Basic Usage

FlowCraft has currently two execution modes, build and inspect, that are used to build and inspect the nextflow pipeline, respectively. However, a report mode is also being developed.

Build

Assembling a pipeline

Pipelines are generated using the build mode of FlowCraft and the -t parameter to specify the components inside quotes:

flowcraft build -t "trimmomatic fastqc spades" -o my_pipe.nf

All components should be written inside quotes and be space separated. This command will generate a linear pipeline with three components on the current working directory (for more features and tips on how pipelines can be built, see the pipeline building section). A linear pipeline means that there are no bifurcations between components, and the input data will flow linearly.

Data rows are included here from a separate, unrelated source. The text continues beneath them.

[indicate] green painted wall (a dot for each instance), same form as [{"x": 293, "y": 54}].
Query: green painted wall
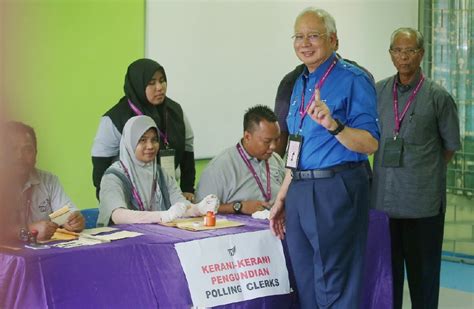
[{"x": 65, "y": 62}]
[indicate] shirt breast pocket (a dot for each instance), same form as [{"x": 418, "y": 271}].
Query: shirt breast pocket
[{"x": 419, "y": 129}]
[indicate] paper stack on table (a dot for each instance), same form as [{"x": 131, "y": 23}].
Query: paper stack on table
[{"x": 60, "y": 216}]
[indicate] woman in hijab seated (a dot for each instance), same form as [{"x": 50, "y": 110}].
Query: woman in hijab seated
[{"x": 136, "y": 190}]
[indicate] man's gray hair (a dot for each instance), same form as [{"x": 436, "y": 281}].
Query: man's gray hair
[
  {"x": 327, "y": 18},
  {"x": 420, "y": 42}
]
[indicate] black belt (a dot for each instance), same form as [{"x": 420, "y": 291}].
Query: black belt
[{"x": 324, "y": 173}]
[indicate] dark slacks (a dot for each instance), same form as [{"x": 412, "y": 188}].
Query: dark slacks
[
  {"x": 417, "y": 244},
  {"x": 326, "y": 232}
]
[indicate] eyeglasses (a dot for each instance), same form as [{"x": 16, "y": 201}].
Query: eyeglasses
[
  {"x": 399, "y": 52},
  {"x": 313, "y": 37}
]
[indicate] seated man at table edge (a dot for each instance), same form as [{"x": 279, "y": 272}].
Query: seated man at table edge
[
  {"x": 136, "y": 189},
  {"x": 41, "y": 192},
  {"x": 247, "y": 176}
]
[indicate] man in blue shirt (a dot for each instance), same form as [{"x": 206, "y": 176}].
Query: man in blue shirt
[{"x": 323, "y": 203}]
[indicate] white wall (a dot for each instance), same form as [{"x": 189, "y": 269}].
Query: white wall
[{"x": 223, "y": 56}]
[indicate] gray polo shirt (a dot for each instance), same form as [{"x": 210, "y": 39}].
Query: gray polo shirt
[
  {"x": 417, "y": 189},
  {"x": 47, "y": 196},
  {"x": 228, "y": 177}
]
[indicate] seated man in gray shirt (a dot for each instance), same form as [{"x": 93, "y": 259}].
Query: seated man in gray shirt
[
  {"x": 246, "y": 177},
  {"x": 41, "y": 193}
]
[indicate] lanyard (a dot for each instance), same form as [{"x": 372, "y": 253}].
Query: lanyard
[
  {"x": 28, "y": 194},
  {"x": 138, "y": 112},
  {"x": 135, "y": 193},
  {"x": 268, "y": 194},
  {"x": 399, "y": 117},
  {"x": 303, "y": 111}
]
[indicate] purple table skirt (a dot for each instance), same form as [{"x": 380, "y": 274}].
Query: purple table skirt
[{"x": 144, "y": 272}]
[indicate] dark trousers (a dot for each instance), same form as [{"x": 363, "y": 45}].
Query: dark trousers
[
  {"x": 417, "y": 243},
  {"x": 326, "y": 232}
]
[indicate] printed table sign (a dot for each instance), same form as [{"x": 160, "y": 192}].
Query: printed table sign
[{"x": 233, "y": 268}]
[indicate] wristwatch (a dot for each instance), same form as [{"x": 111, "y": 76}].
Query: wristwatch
[
  {"x": 339, "y": 128},
  {"x": 237, "y": 207}
]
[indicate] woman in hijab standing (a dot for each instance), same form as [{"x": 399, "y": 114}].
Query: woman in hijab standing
[
  {"x": 136, "y": 190},
  {"x": 145, "y": 94}
]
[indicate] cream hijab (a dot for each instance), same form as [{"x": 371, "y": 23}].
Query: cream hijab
[{"x": 143, "y": 175}]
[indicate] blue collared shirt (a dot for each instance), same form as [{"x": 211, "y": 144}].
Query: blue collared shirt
[{"x": 351, "y": 98}]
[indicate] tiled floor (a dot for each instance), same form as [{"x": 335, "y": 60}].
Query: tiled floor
[{"x": 457, "y": 287}]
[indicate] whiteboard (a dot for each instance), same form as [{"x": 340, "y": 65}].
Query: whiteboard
[{"x": 222, "y": 57}]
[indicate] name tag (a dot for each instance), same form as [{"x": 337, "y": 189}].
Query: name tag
[
  {"x": 167, "y": 161},
  {"x": 293, "y": 151},
  {"x": 392, "y": 152}
]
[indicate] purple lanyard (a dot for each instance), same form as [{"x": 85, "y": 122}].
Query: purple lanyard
[
  {"x": 139, "y": 113},
  {"x": 135, "y": 193},
  {"x": 303, "y": 111},
  {"x": 268, "y": 194},
  {"x": 399, "y": 117},
  {"x": 29, "y": 195}
]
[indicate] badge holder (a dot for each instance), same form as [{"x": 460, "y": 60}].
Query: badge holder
[
  {"x": 167, "y": 161},
  {"x": 293, "y": 151},
  {"x": 392, "y": 152}
]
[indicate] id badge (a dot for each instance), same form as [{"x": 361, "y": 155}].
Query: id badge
[
  {"x": 167, "y": 161},
  {"x": 293, "y": 151},
  {"x": 392, "y": 152}
]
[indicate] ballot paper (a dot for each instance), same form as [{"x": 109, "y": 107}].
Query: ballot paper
[
  {"x": 89, "y": 240},
  {"x": 199, "y": 225},
  {"x": 60, "y": 216},
  {"x": 99, "y": 230}
]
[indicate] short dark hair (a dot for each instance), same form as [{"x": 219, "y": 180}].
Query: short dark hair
[
  {"x": 420, "y": 42},
  {"x": 254, "y": 115},
  {"x": 20, "y": 127}
]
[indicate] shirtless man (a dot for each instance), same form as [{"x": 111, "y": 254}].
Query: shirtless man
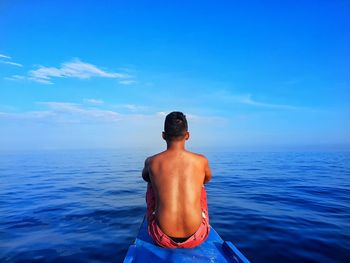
[{"x": 177, "y": 209}]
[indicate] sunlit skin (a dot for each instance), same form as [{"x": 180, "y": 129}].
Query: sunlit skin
[{"x": 177, "y": 176}]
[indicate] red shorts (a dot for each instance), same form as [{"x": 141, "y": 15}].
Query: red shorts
[{"x": 165, "y": 241}]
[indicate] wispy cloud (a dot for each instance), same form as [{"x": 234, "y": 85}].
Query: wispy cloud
[
  {"x": 127, "y": 82},
  {"x": 4, "y": 56},
  {"x": 132, "y": 107},
  {"x": 67, "y": 112},
  {"x": 247, "y": 99},
  {"x": 4, "y": 59},
  {"x": 78, "y": 112},
  {"x": 94, "y": 101},
  {"x": 72, "y": 69}
]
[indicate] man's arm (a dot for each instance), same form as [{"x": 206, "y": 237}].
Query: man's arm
[
  {"x": 145, "y": 171},
  {"x": 207, "y": 170}
]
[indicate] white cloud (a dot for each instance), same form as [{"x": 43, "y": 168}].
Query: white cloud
[
  {"x": 94, "y": 101},
  {"x": 15, "y": 77},
  {"x": 247, "y": 99},
  {"x": 71, "y": 69},
  {"x": 4, "y": 59},
  {"x": 11, "y": 63},
  {"x": 127, "y": 82},
  {"x": 132, "y": 107},
  {"x": 74, "y": 111},
  {"x": 4, "y": 56}
]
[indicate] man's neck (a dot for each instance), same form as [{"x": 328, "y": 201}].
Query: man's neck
[{"x": 175, "y": 145}]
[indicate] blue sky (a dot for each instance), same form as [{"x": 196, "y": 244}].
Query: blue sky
[{"x": 259, "y": 75}]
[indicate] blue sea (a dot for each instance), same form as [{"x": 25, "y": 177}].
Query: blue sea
[{"x": 87, "y": 205}]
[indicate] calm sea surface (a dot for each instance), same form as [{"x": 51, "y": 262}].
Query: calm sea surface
[{"x": 86, "y": 206}]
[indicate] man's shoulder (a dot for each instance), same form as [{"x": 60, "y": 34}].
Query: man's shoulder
[{"x": 198, "y": 156}]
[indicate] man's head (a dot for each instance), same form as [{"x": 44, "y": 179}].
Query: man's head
[{"x": 175, "y": 127}]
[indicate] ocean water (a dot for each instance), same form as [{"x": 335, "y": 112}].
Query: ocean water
[{"x": 86, "y": 206}]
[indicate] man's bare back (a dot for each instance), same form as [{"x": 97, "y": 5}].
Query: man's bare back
[{"x": 177, "y": 177}]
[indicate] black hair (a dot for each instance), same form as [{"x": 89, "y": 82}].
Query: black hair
[{"x": 175, "y": 125}]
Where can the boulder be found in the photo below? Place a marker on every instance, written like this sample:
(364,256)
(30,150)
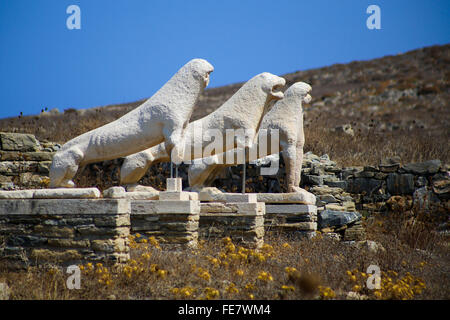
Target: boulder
(367,185)
(18,142)
(421,168)
(400,183)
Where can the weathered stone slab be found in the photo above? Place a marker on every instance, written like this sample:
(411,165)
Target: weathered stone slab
(25,156)
(237,208)
(291,209)
(213,194)
(174,195)
(66,193)
(18,142)
(114,193)
(17,194)
(400,183)
(303,197)
(421,168)
(152,207)
(139,188)
(64,206)
(142,195)
(299,226)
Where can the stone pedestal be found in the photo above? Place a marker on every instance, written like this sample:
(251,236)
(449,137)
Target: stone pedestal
(242,222)
(173,222)
(292,220)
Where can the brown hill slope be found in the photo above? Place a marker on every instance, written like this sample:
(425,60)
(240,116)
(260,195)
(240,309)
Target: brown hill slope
(396,105)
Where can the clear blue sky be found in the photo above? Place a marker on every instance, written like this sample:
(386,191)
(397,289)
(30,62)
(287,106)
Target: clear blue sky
(126,50)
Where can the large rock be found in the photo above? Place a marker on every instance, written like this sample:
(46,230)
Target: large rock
(4,291)
(389,164)
(367,185)
(424,199)
(330,218)
(400,183)
(427,167)
(18,142)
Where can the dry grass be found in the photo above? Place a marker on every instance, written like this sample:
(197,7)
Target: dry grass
(283,269)
(369,148)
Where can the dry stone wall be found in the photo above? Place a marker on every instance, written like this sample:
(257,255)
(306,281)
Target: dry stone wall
(24,161)
(63,231)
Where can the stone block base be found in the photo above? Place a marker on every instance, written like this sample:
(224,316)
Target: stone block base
(242,222)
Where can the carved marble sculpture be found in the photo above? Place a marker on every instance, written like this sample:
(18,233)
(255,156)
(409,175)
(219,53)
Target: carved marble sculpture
(286,116)
(243,110)
(162,118)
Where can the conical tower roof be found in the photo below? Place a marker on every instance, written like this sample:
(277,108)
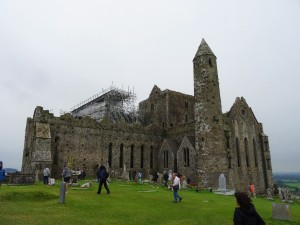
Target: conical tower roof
(204,49)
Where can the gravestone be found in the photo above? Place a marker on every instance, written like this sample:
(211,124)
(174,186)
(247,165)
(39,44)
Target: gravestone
(222,182)
(281,211)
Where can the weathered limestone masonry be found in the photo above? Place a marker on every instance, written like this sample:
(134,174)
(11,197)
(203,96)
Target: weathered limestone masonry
(86,143)
(174,131)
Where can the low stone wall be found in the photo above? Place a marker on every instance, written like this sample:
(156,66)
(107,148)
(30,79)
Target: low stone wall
(20,179)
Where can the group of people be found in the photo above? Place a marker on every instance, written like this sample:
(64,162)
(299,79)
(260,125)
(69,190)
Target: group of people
(244,213)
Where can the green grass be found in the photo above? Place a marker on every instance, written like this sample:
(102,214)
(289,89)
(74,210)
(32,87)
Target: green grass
(39,204)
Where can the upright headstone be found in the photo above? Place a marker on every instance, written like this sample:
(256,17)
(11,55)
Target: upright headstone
(62,193)
(222,182)
(281,211)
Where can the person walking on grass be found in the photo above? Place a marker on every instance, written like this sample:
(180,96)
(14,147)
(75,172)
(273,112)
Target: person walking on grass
(2,173)
(176,187)
(245,213)
(103,175)
(67,177)
(252,190)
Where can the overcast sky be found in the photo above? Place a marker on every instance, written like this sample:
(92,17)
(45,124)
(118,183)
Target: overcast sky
(55,54)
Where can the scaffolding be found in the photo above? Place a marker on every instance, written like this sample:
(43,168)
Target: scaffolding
(113,102)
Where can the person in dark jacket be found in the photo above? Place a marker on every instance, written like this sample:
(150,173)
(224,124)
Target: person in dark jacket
(2,173)
(102,176)
(245,213)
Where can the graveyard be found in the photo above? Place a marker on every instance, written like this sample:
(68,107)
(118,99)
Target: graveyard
(128,203)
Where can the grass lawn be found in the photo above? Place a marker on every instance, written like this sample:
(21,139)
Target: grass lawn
(128,203)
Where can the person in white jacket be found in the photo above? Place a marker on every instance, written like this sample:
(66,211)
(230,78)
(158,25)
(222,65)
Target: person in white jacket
(176,187)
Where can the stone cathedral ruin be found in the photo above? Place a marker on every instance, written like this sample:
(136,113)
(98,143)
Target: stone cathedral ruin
(169,131)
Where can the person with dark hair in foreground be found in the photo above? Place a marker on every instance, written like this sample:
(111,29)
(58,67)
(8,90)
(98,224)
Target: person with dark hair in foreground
(245,213)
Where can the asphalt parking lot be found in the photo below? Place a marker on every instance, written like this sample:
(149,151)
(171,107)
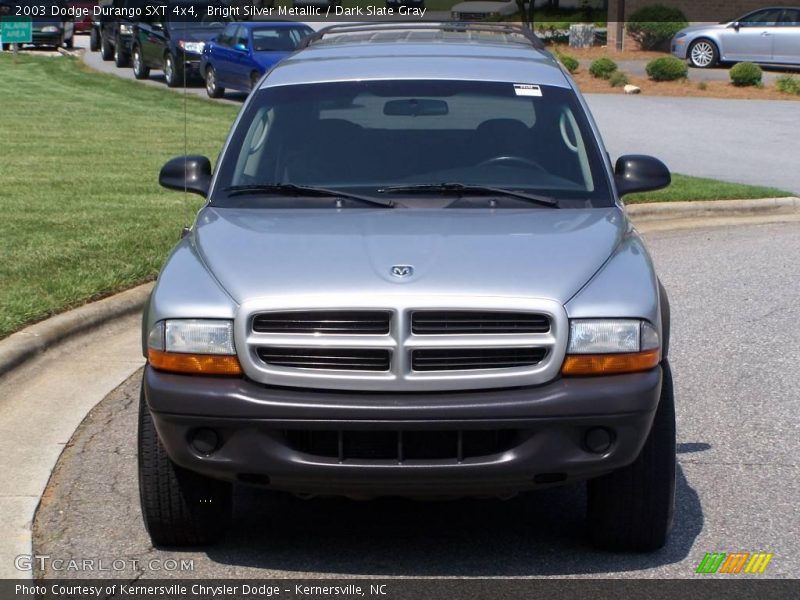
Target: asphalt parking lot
(735,356)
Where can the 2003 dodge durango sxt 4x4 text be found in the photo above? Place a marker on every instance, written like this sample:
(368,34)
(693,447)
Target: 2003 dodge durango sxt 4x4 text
(413,276)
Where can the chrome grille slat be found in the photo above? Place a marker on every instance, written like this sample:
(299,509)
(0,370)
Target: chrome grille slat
(358,359)
(322,322)
(477,322)
(384,341)
(452,359)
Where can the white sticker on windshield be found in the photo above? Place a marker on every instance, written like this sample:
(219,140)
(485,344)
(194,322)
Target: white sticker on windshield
(524,89)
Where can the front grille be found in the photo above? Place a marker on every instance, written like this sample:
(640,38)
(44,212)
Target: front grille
(401,446)
(456,359)
(349,359)
(464,322)
(324,321)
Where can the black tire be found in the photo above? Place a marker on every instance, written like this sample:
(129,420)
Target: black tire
(630,510)
(212,89)
(106,49)
(121,58)
(140,70)
(703,54)
(173,71)
(179,507)
(94,40)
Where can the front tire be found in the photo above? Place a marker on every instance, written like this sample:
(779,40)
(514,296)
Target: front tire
(703,54)
(179,507)
(140,71)
(173,72)
(213,89)
(630,510)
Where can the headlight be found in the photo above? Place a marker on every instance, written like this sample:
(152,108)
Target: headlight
(611,346)
(196,47)
(196,346)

The rationale of how the data flows across the pipeline is simple and intuitive. Data enters a component and is processed in some way, which may result on the creation of result files (stored in the results directory) and reports files (stored in the reports directory) (see Results and reports below). If that component has an output_type, it will feed the processed data into the next component (or components) and this will repeated until the end of the pipeline.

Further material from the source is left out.